A comparable survey of manufacturing in the eurozone, however, disappointed, with the regional PMI at 51.8, matching June’s reading, underscoring the fragility of European economic growth.

While manufacturing growth picked up in Germany, Europe’s biggest economy, the French PMI fell to a seven-month low and there was a renewed downturn in Greece, alongside slowing growth in Spain and Italy.

“There are clear disparities between Europe and Asia in the PMIs but ... exports should pick up reasonably well globally and the eurozone’s largest economy, Germany, should benefit from it,” Commerzbank economist Peter Dixon said.

British manufacturing grew at its slowest pace in a year in July, possibly reflecting the prospect of higher interest rates and the impact of conflict in Ukraine, a survey showed yesterday.

The Markit/CIPS UK Manufacturing Purchasing Managers’ Index fell to 55.4 from 57.2 in June, its lowest level since July 2013. Markit said the index was still well above its long-term average.

The US manufacturing sector expanded in July at a slower pace, according to private data vendor Markit. But the sector expanded at the fastest pace in more than three years, according to an alternative reading by the Institute for Supply Management (ISM).

The Markit US manufacturing PMI slipped to 55.8 in July, down from the 57.3 June reading that was the highest since May 2010. The last reading below 50 came in September 2009.

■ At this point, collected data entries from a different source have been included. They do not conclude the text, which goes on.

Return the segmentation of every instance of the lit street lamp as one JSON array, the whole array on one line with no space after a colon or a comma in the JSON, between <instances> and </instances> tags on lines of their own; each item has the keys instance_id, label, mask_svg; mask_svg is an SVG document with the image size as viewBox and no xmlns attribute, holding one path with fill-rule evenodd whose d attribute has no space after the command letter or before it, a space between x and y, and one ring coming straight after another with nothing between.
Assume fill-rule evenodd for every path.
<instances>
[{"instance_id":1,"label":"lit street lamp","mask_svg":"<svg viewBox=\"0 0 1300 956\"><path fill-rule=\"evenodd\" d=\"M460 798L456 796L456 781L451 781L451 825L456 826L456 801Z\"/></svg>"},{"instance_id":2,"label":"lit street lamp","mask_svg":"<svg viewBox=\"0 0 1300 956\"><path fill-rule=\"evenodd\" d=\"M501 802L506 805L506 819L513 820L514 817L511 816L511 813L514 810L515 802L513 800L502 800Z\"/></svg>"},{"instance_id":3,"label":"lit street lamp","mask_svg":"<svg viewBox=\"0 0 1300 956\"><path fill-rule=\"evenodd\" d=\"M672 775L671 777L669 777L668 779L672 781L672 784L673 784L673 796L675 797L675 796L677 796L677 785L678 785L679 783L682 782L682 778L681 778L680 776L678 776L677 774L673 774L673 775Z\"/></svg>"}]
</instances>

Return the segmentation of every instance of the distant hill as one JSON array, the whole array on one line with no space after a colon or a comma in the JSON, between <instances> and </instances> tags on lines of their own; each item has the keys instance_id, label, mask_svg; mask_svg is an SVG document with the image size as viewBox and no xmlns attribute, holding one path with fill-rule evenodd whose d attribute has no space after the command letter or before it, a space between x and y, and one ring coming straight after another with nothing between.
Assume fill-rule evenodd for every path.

“Although the pace of growth of manufacturing output slowed in July, it remained close to June’s four year high,” said Chris Williamson, chief economist at Markit.

“The goods-producing sector is therefore on course to provide a significant boost to (gross domestic product) in the third quarter, building on the 4.0% annualized growth surge seen in the second quarter.”

However, ISM said its index of US national factory activity rose to 57.1 in July, the highest since April 2011, from 55.3 in June.

The employment component jumped to 58.2 in July from 52.8 the previous month, hitting its highest since June 2011 and handily beating the expected 53 mark. New orders rose to 63.4 from 58.9.

In Canada, manufacturing activity picked up to its best level in eight months in July. The RBC Canadian Manufacturing Purchasing Managers’ Index rose to a seasonally adjusted 54.3 last month from 53.5 in June, the highest level since last November.

“Canada’s manufacturers kicked off the second half of 2014 on stronger footing, clearly benefiting from improving global economic activity — it’s encouraging to see the momentum,” said Paul Ferley, assistant chief economist at RBC.

“With the US economy pushing ahead, we expect this trend to continue.”

The news was not as good in Latin America.

Brazil’s manufacturing activity dropped for a fourth straight month in July as soccer’s World Cup reduced the number of working days and put further pressure on an already fragile sector.

The HSBC Purchasing Managers’ Index for the Brazilian manufacturing sector fell to a seasonally adjusted 49.1 in July from 48.7 in June.

“While the data is consistent with the slowdown of the economy as a whole, it also reflects disruptions caused by the World Cup in June and July,” said Andre Loes, chief Brazil economist at HSBC, in a note.

Mexico’s manufacturing sector expansion slipped in July to a nine-month low.

The HSBC Mexico Manufacturing Purchasing Managers’ Index ticked down to 51.5 in July from 51.8 in June. July’s reading was the lowest since October.

Mexico exports mostly manufactured goods and sends nearly 80% of its exports to the US. Mexico’s economy posted weak growth in the first quarter after a harsh winter in the US and new taxes hit demand.